ScienceBaby marmosets may practice their first distinctive cries in...

Baby marmosets may practice their first distinctive cries in the womb

Cradled inside the hushed world of the womb, fetuses might be preparing to come out howling.

In the same way newborn humans can cry as soon as they’re born, common marmoset monkeys (Callithrix jacchus) produce contact calls to seek attention from their caregivers. Those vocalizations are not improv, researchers report in a preprint posted April 14 at bioRxiv. Ultrasound imaging of marmoset fetuses reveals that their mouths are already mimicking the distinctive pattern of movements used to emit their first calls, long before the production of sound.

Early behaviors in infants are commonly described as “innate” or “hard-wired,” but a team at Princeton University wondered how exactly those behaviors develop. How does a baby know how to cry as soon as it’s born?

The secret may lie in what’s happening before birth. “People tend to ignore the fetal period,” says Darshana Narayanan, a behavioral neuroscientist who did the research while at Princeton University. “They just think that it’s like the baby’s just vegetating and waiting to be born…. [But] that’s where many things begin.”

Research shows, for instance, that chicks inside their eggs are already learning to identify their species’ call (SN: 9/16/21). “So much is developing so much earlier in development than we previously thought,” says developmental psychobiologist Samantha Carouso-Peck, executive director of Grassland Bird Trust in Fort Edward, N.Y., who was not involved in the research. But, she says, “we really haven’t looked much at all at the production side of this. Most of what we know is the auditory side.” Carouso-Peck studies vocal learning in songbirds and how it applies to how humans acquire language.

Narayanan and colleagues turned to marmosets because vocalization development in the monkeys is similar to that of humans (SN: 8/13/15). Two-person teams performed noninvasive ultrasounds on two marmosets nearly every day during four different pregnancies. The effort involved a lot of marshmallow fluff, Narayanan says. “They would do anything for marshmallows.”

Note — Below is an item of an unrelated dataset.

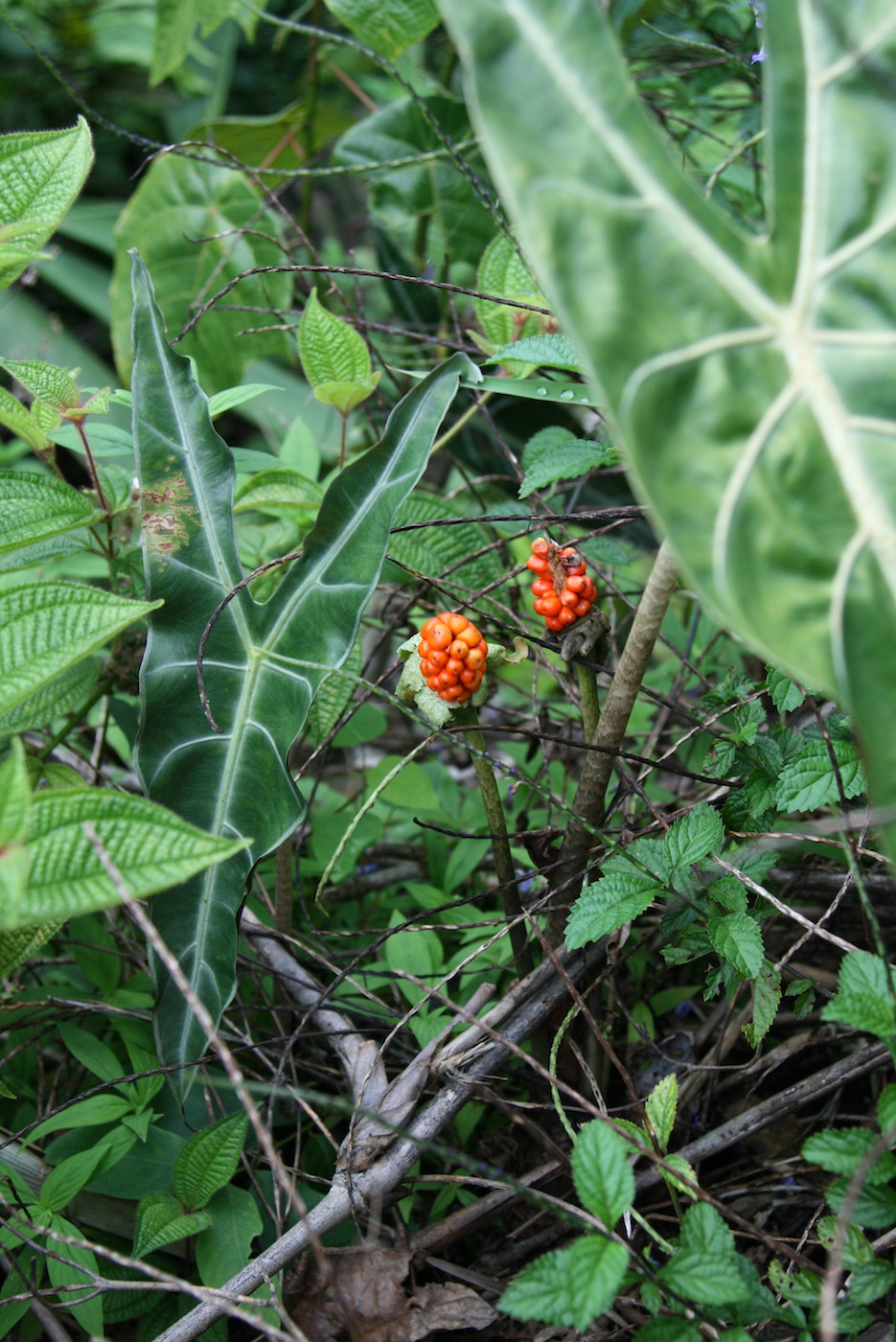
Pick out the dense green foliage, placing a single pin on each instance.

Around 95 days into the pregnancy, a fetus’s face comes into view for the first time. The researchers observed that each young fetus moved its mouth and other parts of its face in tandem with its head. As the pregnancy progressed, the facial features and head began to move independently. The decoupling of these different motor regions presumably prepares the fetus for tasks like feeding or vocalizing.

Ultrasounds of a marmoset in the womb show that fetal face and mouth movements (left) are similar to an infant’s contact call (right), suggesting that the fetus develops the motor skills to make its cries before it’s born and can produce sound.

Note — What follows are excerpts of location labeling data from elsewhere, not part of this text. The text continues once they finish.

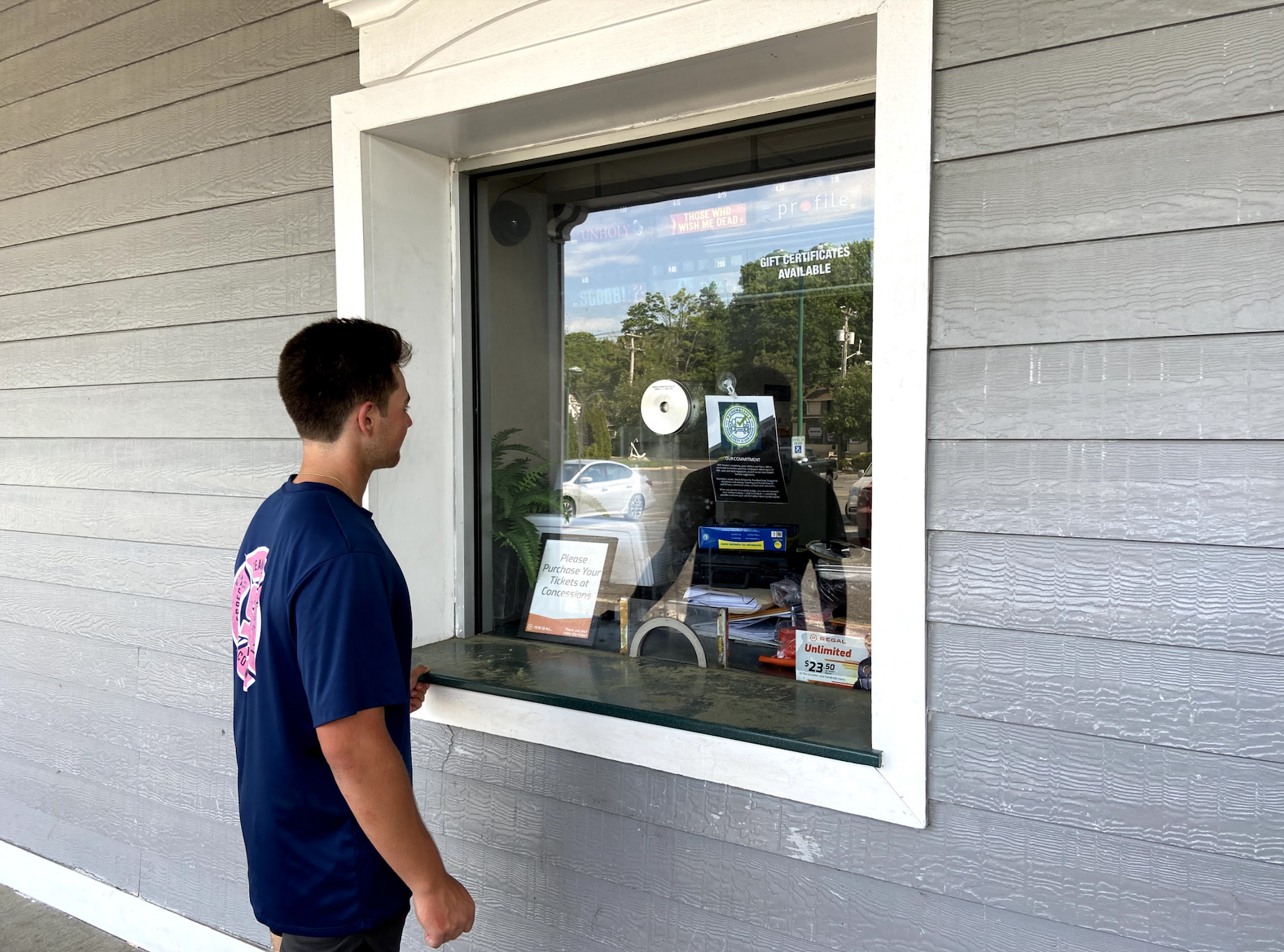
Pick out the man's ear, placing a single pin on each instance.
(365, 418)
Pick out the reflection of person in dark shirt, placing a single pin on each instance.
(812, 505)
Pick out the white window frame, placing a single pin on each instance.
(400, 150)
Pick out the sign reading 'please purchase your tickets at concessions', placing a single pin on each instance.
(830, 659)
(565, 596)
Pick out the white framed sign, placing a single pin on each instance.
(563, 604)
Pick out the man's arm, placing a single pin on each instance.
(372, 775)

Then it was a matter of reading lips. Was the fetus just moving its mouth, or were the movements mimicking particular sounds? It was clear to the researchers early on that the mouth movements were similar to the motions a marmoset makes during a contact call, distinct for its long duration and multiple syllables.

“The contact call is so unique that you really can’t mistake it for any of the other calls,” says Princeton biologist Asif Ghazanfar.  

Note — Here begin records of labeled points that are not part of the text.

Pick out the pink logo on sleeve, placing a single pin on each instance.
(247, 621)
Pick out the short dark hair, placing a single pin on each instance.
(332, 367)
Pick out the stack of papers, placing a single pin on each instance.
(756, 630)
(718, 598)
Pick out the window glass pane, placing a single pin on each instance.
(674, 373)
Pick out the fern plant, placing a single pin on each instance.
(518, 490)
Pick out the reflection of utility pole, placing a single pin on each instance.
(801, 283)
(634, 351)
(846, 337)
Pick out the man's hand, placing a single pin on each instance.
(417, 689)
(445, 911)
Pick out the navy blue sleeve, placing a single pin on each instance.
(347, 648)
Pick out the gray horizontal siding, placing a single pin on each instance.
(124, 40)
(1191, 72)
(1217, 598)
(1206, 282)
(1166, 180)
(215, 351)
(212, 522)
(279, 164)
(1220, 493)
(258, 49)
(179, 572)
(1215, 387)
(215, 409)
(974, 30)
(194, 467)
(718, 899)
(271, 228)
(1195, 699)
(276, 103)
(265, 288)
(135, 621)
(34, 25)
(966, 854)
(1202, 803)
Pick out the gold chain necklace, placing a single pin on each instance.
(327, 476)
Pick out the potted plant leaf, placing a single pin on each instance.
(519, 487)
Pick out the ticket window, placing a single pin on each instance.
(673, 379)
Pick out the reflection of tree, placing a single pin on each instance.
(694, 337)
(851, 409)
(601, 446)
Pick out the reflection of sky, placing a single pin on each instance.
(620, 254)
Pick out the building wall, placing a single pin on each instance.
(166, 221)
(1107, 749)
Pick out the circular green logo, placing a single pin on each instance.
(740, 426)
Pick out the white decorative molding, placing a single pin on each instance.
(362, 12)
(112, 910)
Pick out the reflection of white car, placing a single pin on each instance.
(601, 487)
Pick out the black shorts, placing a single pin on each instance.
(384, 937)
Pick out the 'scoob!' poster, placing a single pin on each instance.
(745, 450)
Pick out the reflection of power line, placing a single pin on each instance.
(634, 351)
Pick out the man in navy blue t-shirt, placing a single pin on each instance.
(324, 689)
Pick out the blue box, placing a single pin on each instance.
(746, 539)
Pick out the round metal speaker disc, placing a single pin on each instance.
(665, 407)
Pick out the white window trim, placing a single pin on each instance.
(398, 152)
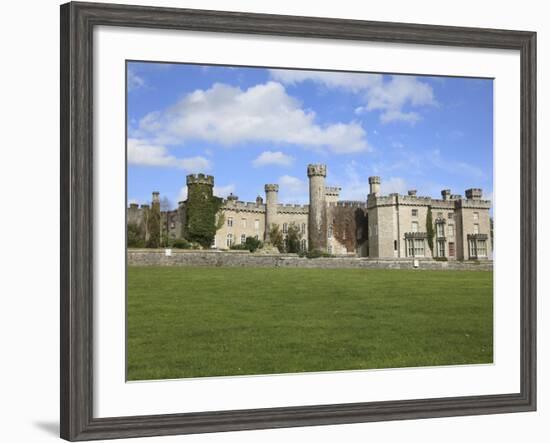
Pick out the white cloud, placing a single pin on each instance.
(393, 184)
(456, 167)
(143, 153)
(134, 80)
(387, 96)
(265, 112)
(224, 191)
(273, 158)
(293, 190)
(353, 82)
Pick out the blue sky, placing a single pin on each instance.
(251, 126)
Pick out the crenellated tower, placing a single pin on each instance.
(271, 201)
(317, 207)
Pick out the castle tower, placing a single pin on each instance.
(317, 207)
(200, 191)
(271, 201)
(374, 183)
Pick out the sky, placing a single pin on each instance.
(250, 126)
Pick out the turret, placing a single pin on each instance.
(317, 206)
(474, 194)
(271, 201)
(374, 184)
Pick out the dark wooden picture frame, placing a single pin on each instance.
(77, 215)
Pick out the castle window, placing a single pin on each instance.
(441, 248)
(451, 230)
(451, 249)
(472, 248)
(415, 247)
(481, 248)
(419, 247)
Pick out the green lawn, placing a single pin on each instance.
(195, 322)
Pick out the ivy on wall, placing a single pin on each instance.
(349, 226)
(430, 229)
(201, 210)
(153, 225)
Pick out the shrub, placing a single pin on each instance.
(135, 236)
(181, 243)
(315, 253)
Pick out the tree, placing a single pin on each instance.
(202, 208)
(293, 239)
(430, 229)
(135, 236)
(165, 206)
(276, 237)
(153, 226)
(253, 244)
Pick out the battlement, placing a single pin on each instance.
(374, 180)
(271, 188)
(200, 179)
(349, 204)
(333, 191)
(234, 205)
(474, 194)
(316, 170)
(292, 209)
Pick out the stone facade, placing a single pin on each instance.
(390, 226)
(236, 259)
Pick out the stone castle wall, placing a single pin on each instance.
(147, 257)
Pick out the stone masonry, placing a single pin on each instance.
(390, 226)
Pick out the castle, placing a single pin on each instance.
(382, 226)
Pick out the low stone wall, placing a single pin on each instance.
(145, 257)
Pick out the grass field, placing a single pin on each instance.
(195, 322)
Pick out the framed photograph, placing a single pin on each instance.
(273, 221)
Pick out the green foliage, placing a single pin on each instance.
(293, 238)
(153, 226)
(135, 236)
(202, 208)
(430, 229)
(181, 243)
(276, 237)
(253, 244)
(338, 319)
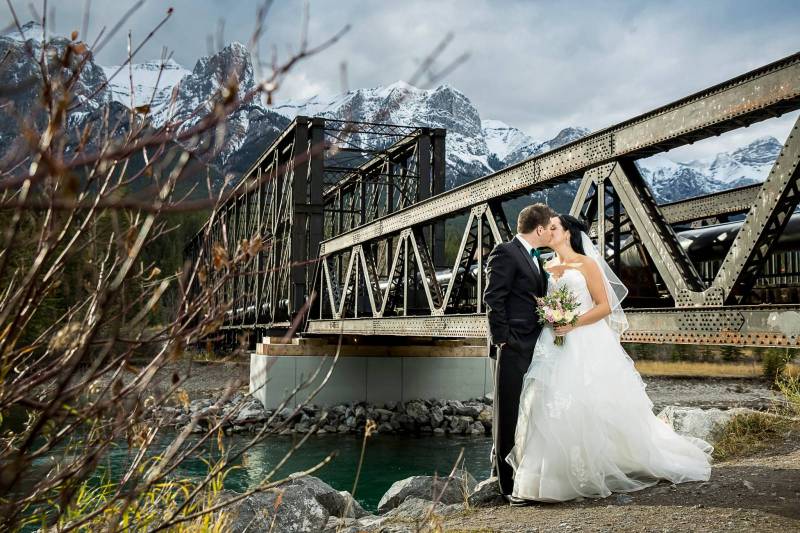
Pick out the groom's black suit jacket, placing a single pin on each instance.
(513, 282)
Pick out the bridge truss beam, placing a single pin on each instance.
(615, 198)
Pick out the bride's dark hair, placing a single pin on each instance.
(575, 227)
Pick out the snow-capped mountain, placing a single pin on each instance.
(474, 146)
(153, 83)
(671, 181)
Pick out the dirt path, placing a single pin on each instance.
(758, 493)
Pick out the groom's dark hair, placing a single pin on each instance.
(534, 216)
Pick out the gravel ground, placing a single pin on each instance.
(207, 378)
(758, 493)
(710, 392)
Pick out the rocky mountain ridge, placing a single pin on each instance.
(474, 146)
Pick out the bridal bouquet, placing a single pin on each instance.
(558, 309)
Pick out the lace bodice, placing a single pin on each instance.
(576, 283)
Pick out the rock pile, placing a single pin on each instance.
(435, 417)
(308, 504)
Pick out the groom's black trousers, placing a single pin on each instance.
(511, 366)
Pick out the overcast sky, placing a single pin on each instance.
(539, 66)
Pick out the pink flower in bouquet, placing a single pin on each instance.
(558, 308)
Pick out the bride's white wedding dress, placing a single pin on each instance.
(586, 426)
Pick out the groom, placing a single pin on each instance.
(515, 276)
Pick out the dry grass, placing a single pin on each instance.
(697, 369)
(706, 369)
(749, 433)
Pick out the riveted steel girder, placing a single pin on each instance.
(757, 95)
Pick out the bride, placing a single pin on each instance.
(585, 425)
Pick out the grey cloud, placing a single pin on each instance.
(539, 66)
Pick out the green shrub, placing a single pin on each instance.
(774, 363)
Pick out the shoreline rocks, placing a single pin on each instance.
(434, 417)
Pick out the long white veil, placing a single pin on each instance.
(615, 289)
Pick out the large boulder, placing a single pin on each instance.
(452, 490)
(706, 424)
(306, 504)
(486, 494)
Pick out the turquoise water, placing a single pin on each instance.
(387, 459)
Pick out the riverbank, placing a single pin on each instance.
(756, 493)
(206, 380)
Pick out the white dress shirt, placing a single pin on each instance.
(528, 248)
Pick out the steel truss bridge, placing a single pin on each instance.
(355, 238)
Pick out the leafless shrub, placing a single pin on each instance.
(83, 372)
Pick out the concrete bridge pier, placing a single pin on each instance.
(373, 373)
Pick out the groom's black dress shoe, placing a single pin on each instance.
(513, 501)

But to confirm, Ghazanfar, Narayanan and their team tracked the fetal jaw movements frame-by-frame to determine their duration. They also measured the number of “syllables” a fetus makes by calculating the number of movements separated by less than 500 milliseconds. The researchers then compared the fetal movements to the contact calls produced by the infant marmosets after birth. As the fetus approaches birth, its facial and mouth movements became increasingly similar to those of the infant contact calls — evidence, the team says, that the fetus is developing the ability to make this call after birth.

This supports the idea that early cries aren’t “magically appearing,” Narayanan says. “They have a long period of development — but in utero.”